EricKutschera commented 2 months ago

Were there any error messages? Do you have non-zero values in the abundance.esp output file?

The total abundance should be close to number of reads assigned: 23397636. From a summary file I checked, the lines like total FSM abundance: are the only lines with non-integer numbers. Potentially this is due to the floating-point issues mentioned in https://perldoc.perl.org/Storable#BUGS . What version of perl and Storable did you use?

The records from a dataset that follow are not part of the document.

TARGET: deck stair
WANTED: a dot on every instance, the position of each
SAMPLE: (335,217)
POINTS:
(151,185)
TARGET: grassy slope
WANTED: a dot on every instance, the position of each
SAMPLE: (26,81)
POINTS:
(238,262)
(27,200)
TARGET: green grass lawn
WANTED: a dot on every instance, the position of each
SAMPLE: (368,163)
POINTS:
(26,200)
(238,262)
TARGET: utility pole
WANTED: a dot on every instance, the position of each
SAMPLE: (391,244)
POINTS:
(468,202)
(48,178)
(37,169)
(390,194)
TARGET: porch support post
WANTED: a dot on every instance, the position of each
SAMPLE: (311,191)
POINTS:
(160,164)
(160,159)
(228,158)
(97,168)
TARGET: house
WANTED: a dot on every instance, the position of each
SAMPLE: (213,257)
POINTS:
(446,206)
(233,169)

perl --version perl -e 'use Storable; print("$Storable::VERSION\n")'

trista1115 commented 2 months ago

Were there any error messages? Do you have non-zero values in the abundance.esp output file?

The total abundance should be close to number of reads assigned: 23397636. From a summary file I checked, the lines like total FSM abundance: are the only lines with non-integer numbers. Potentially this is due to the floating-point issues mentioned in https://perldoc.perl.org/Storable#BUGS . What version of perl and Storable did you use?

perl --version perl -e 'use Storable; print("$Storable::VERSION\n")'

firstly, I did not see any errors using ESPRESSO_Q.pl,

image

and then I checked the abundance.esp file, which only contains zero values, as shown below:

ESPRESSO:JH584304.1:46:22 NA ENSMUSG00000095041.8 0.00 0.00 0.00 0.00 0.00 0.00 0.00 0.00 0.00 0.00 0.00 0.00 ESPRESSO:JH584304.1:46:6 NA NA 0.00 0.00 0.00 0.00 0.00 0.00 0.00 0.00 0.00 0.00 0.00 0.00 ESPRESSO:JH584304.1:46:0 NA NA 0.00 0.00 0.00 0.00 0.00 0.00 0.00 0.00 0.00 0.00 0.00 0.00 ESPRESSO:JH584304.1:46:2 NA NA 0.00 0.00 0.00 0.00 0.00 0.00 0.00 0.00 0.00 0.00 0.00 0.00 ESPRESSO:JH584304.1:46:21 NA ENSMUSG00000095041.8 0.00 0.00 0.00 0.00 0.00 0.00 0.00 0.00 0.00 0.00 0.00 0.00 ESPRESSO:JH584304.1:46:33 NA ENSMUSG00000095041.8 0.00 0.00 0.00 0.00 0.00 0.00 0.00 0.00 0.00 0.00 0.00 0.00 ESPRESSO:JH584304.1:46:32 NA ENSMUSG00000095041.8 0.00 0.00 0.00 0.00 0.00 0.00 0.00 0.00 0.00 0.00 0.00 0.00

my perl version is v5.34.0, and Storable version is 3.23.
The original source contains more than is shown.